Imitation learning could easily become an extinction risk if the individuals or groups being imitated actively desire human extinction, or even just death to a high proportion of humans. Many do.
Radical eco-activists (e.g. Earth First) have often called for voluntary human extinction, or at least massive population reduction.
Religious extremists (e.g. Jihadist terrorists) have often called for death to all non-believers (e.g. the 6 billion people who aren’t Muslim.)
Antinatalists and negative utilitarians are usually careful not to call for extinction or genocide as a solution to ‘suffering’, but calls for human extinction seem like a logical outgrowth of their world-view.
Many kinds of racists actively want the elimination, or at least reduction, of other races.
I fear that any approach to AI safety that assumes the whole world shares the same values as Bay Area liberals will utterly fail when advanced AI systems become available to a much wider range of people with much more misanthropic agendas.
- Vasco Grilo🔸 3 May 2024 9:58 UTC
  2 points
  0 ∶ 0
  Parent
  Thanks for the comment, Geoffrey! I strongly upvoted it because I think it points to a discussion which is important to have.
  Imitation learning could easily become an extinction risk if the individuals or groups being imitated actively desire human extinction, or even just death to a high proportion of humans.
  I think such individuals or groups will not be the ones training the most powerful models. Gemini costed 630 M$, and the development cost of the leading models is expected to continue to increase. I appreciate the cost of a model of a given capability will decrease over time due to improvements in hardware and software. However, by the time terrorist individuals or groups have the resources to train a model as capable as e.g. Gemini, the leading models will be much more powerful. As long as the leading models are imitating most humans (as they seem to be now), who are not in favour of unilaterally causing human extinction, I think this would remain extremely unlikely.
  Radical eco-activists (e.g. Earth First) have often called for voluntary human extinction, or at least massive population reduction.
  In my mind, there is still a big difference between calling for human extinction and being willing to unilaterally cause human extinction. To illustrate, the vast majority of people arguing for less population would not be willing to kill people even if there were no consequences to themselves.
  Religious extremists (e.g. Jihadist terrorists) have often called for death to all non-believers (e.g. the 6 billion people who aren’t Muslim.)
  6 billion deaths would be terrible, but still quite far from human extinction. The global population reached 2 billion in 1927, i.e. only 97 years ago.
  Moreover, I assume religious extremists want to increase the longterm number of Muslims, and killing the 6 billion people who are not Muslim seems to be a very suboptimal strategy of doing that. If Jihadist terrorists could have an AI model capable of doing this, which is much harder than just killing 6 billion random people, they could also use the super model to convert people who are not Muslim, or help them achieve greater influence in the world via other means (e.g. coming up with new technological investions, and sustainbly increasing their offspring).
  In addition, I wonder whether there would still be Jihadist terrorists if they had the ability to become much richer with their own model. I suspect a key reason they are willing to sacrifice themselves if that their current lives are not great, but a model capable of causing human extinction could much more easily be used to increase their wealth and quality of life.
  Antinatalists and negative utilitarians are usually careful not to call for extinction or genocide as a solution to ‘suffering’, but calls for human extinction seem like a logical outgrowth of their world-view.
  Many kinds of racists actively want the elimination, or at least reduction, of other races.
  I believe the points I mentioned above apply to these groups too.
  I fear that any approach to AI safety that assumes the whole world shares the same values as Bay Area liberals will utterly fail when advanced AI systems become available to a much wider range of people with much more misanthropic agendas.
  I guess you are assuming the amount of resources needed to cause human extinction will dramatically go down with advanced AI, and therefore worry that increasingly more individuals and groups will have the ability to cause human extinction.

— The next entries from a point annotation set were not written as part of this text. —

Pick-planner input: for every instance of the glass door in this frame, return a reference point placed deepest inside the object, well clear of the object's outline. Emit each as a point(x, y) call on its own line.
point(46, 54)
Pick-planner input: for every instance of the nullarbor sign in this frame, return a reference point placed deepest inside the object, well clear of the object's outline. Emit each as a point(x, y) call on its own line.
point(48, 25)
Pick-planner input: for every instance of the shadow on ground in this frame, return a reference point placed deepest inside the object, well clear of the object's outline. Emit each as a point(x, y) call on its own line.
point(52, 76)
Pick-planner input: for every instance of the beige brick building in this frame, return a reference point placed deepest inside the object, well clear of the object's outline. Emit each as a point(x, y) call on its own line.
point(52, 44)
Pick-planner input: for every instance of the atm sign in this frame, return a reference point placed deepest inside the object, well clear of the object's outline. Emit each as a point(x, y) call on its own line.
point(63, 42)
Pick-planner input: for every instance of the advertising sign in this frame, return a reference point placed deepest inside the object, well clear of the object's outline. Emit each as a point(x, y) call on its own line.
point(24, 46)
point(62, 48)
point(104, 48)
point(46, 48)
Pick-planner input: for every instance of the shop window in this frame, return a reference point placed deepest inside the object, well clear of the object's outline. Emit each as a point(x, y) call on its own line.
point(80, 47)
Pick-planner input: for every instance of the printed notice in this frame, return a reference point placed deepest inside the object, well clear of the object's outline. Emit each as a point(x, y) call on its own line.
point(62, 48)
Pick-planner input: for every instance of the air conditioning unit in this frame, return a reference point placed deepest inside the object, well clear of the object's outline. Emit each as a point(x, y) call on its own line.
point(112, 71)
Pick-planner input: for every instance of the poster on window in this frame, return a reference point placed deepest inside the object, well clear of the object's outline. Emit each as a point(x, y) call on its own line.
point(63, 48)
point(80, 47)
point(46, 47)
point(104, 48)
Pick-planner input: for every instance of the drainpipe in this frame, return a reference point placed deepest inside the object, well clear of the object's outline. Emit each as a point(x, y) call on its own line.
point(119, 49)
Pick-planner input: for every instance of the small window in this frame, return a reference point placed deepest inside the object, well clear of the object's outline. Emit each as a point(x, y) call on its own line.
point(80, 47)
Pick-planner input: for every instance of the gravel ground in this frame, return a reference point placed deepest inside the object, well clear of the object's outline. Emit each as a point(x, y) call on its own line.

However, I do not think the absolute amount of resources controlled by terrorist groups is the key metric. I would say what matters is the offense-defense balance, such that the risk of human extinction depends on the fraction of the global resources controlled by terrorist groups. Historical trends suggest people with Bay Area values will control an increasingly larger fraction of the global resources, and terrorist groups an increasingly smaller fraction, which makes it more difficult for terrorist groups to cause human extinction. Historical terrorist attack deaths also seem to suggest an astronomically low probability of a terrorist attack causing human extinction.